# Movie Sentiment Analysis(v2): Review Polarity Classification

## Background

This project focuses on sentiment analysis of movie reviews, aimed at determining the underlying sentiment expressed within a body of text. By analyzing the content of movie reviews, we strive to classify each review as positive or negative automatically. 

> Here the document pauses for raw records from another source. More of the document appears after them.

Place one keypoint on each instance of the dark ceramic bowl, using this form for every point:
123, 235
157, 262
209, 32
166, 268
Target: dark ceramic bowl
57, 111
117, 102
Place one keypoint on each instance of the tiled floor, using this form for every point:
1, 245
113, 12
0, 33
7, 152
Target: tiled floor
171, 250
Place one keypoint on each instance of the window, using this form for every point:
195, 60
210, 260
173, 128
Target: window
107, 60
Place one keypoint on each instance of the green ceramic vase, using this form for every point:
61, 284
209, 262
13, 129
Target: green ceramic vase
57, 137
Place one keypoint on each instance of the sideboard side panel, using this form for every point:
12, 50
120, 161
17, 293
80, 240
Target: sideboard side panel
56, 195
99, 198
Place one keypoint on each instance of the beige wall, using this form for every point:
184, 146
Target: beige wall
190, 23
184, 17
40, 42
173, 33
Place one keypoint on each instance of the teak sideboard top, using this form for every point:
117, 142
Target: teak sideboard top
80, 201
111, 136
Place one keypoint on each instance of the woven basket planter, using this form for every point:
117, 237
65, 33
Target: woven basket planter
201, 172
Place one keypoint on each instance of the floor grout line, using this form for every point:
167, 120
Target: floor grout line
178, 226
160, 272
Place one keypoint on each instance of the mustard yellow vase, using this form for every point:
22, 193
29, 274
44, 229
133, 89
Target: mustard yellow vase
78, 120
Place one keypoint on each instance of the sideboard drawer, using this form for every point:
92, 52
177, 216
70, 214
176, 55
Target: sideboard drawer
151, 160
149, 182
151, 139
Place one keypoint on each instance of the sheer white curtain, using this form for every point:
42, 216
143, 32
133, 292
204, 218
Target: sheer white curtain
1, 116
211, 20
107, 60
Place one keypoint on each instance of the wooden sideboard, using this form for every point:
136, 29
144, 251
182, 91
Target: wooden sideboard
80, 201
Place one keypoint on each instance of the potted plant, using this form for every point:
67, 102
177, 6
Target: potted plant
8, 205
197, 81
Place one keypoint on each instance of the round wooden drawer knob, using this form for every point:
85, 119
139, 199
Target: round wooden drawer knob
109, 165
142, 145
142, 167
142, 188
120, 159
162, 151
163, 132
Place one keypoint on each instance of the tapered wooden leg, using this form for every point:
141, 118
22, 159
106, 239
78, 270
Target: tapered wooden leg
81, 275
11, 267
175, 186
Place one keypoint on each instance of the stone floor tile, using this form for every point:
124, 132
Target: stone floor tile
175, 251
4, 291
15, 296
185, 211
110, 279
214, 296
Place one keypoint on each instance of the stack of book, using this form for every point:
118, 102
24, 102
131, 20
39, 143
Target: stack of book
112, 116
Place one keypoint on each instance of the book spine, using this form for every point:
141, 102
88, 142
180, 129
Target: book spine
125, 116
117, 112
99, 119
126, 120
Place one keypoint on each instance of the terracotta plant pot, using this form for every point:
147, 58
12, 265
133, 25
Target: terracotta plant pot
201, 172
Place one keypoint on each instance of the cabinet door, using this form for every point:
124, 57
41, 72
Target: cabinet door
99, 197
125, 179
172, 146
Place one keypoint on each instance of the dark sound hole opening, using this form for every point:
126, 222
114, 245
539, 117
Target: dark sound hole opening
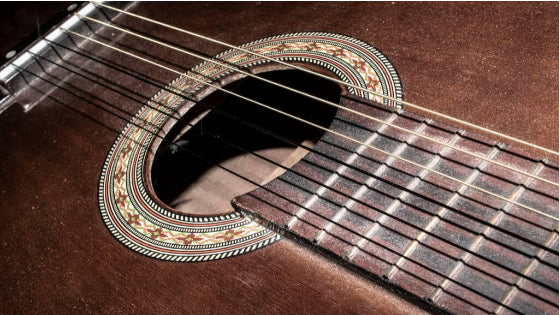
219, 157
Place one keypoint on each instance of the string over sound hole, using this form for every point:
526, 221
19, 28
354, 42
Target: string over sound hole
232, 146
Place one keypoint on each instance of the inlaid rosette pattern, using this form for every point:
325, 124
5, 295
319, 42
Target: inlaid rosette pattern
141, 223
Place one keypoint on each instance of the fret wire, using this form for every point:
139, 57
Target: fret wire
178, 93
398, 150
329, 103
343, 167
477, 242
309, 123
377, 173
412, 245
529, 267
395, 100
342, 226
419, 263
353, 157
164, 139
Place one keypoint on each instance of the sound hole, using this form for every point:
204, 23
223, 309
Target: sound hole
220, 156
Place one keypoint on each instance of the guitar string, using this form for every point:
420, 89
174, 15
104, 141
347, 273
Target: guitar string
338, 134
290, 142
329, 103
405, 257
397, 101
125, 119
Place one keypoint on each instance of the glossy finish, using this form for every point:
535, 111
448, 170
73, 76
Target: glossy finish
495, 64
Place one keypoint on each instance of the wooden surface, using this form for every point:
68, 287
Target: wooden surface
495, 64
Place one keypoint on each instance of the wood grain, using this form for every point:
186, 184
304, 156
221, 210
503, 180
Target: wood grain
495, 64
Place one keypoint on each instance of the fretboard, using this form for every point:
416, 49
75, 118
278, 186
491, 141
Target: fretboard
441, 240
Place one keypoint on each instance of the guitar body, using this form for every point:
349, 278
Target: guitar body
493, 64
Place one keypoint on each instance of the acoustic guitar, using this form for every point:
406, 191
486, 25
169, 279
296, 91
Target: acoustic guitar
272, 157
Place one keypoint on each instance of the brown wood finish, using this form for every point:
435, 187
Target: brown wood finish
495, 64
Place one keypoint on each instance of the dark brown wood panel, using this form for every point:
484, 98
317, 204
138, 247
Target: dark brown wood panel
495, 64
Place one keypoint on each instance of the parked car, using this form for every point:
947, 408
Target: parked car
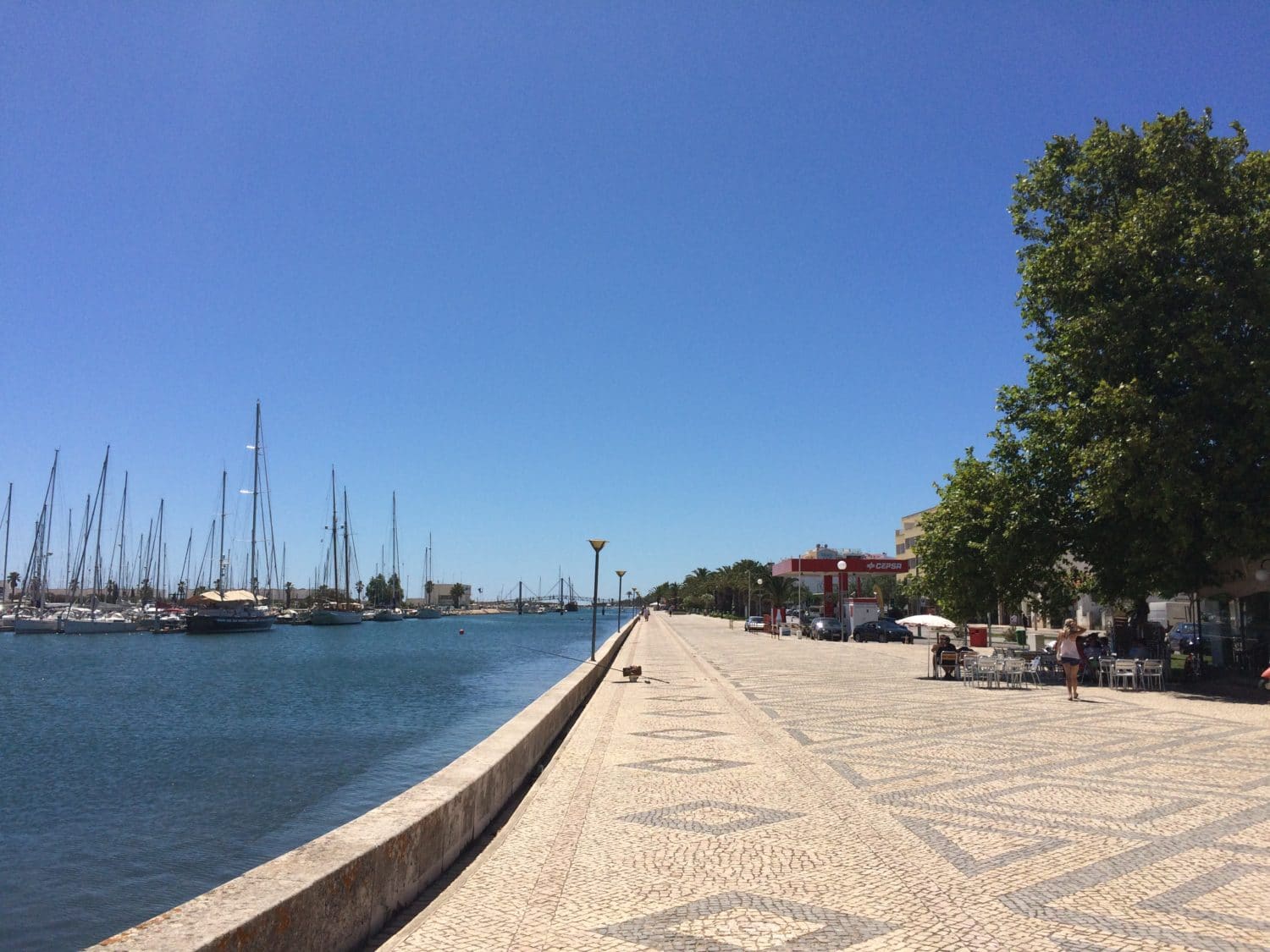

Dataset can be found in [here](https://www.kaggle.com/datasets/lakshmi25npathi/imdb-dataset-of-50k-movie-reviews).




## **Plan**

### 1.1 Update

Before, we used Multilayer Perceptrons (MLP), a basic model, to predict movie sentiment. This time, we will use the Bidirectional LSTM model to make it even more robust.

## **Analyze**

### 2.1 Import, Load and Examine 

In [1]:
import numpy as np
import pandas as pd

import nltk
from nltk.corpus import stopwords

from sklearn.model_selection import train_test_split

import tensorflow as tf
from tensorflow.keras.preprocessing.text import Tokenizer
from tensorflow.keras.preprocessing.sequence import pad_sequences
from tensorflow.keras.models import Sequential
from tensorflow.keras.layers import Embedding, LSTM, Dense, Dropout, Bidirectional
from tensorflow.keras.optimizers import Adam
from tensorflow.keras.callbacks import EarlyStopping

from bs4 import BeautifulSoup
import string

import warnings
warnings.filterwarnings("ignore")

2024-11-11 06:39:05.103321: I external/local_xla/xla/tsl/cuda/cudart_stub.cc:32] Could not find cuda drivers on your machine, GPU will not be used.
2024-11-11 06:39:05.843196: I external/local_xla/xla/tsl/cuda/cudart_stub.cc:32] Could not find cuda drivers on your machine, GPU will not be used.
2024-11-11 06:39:06.165662: E external/local_xla/xla/stream_executor/cuda/cuda_fft.cc:477] Unable to register cuFFT factory: Attempting to register factory for plugin cuFFT when one has already been registered
E0000 00:00:1731307146.645314    1884 cuda_dnn.cc:8310] Unable to register cuDNN factory: Attempting to register factory for plugin cuDNN when one has already been registered
E0000 00:00:1731307146.788862    1884 cuda_blas.cc:1418] Unable to register cuBLAS factory: Attempting to register factory for plugin cuBLAS when one has already been registered
2024-11-11 06:39:07.832737: I tensorflow/core/platform/cpu_feature_guard.cc:210] This TensorFlow binary is optimized to use available CPU ins

In [2]:
df = pd.read_csv("IMDB_Dataset.csv")
df

Unnamed: 0,review,sentiment
0,One of the other reviewers has mentioned that ...,positive
1,A wonderful little production. <br /><br />The...,positive
2,I thought this was a wonderful way to spend ti...,positive
3,Basically there's a family where a little boy ...,negative
4,"Petter Mattei's ""Love in the Time of Money"" is...",positive
...,...,...
49995,I thought this movie did a down right good job...,positive
49996,"Bad plot, bad dialogue, bad acting, idiotic di...",negative
49997,I am a Catholic taught in parochial elementary...,negative
49998,I'm going to have to disagree with the previou...,negative


In [3]:
df.info()

<class 'pandas.core.frame.DataFrame'>
RangeIndex: 50000 entries, 0 to 49999
Data columns (total 2 columns):
 #   Column     Non-Null Count  Dtype 
---  ------     --------------  ----- 
 0   review     50000 non-null  object
 1   sentiment  50000 non-null  object
dtypes: object(2)
memory usage: 781.4+ KB


### 2.2 Data Cleaning

- **HTML tags:** If dataset contain HTML tags that we will need to remove it.
- **Special characters and numbers:** Special characters and numbers do not contribute to sentiment analysis and can be removed.
- **Punctuation:** Punctuation marks can be removed, depends on different approach.
- **Lowercase** all sentences to make sure they look same in our model.
- **Missing data** Missing data row should be delete.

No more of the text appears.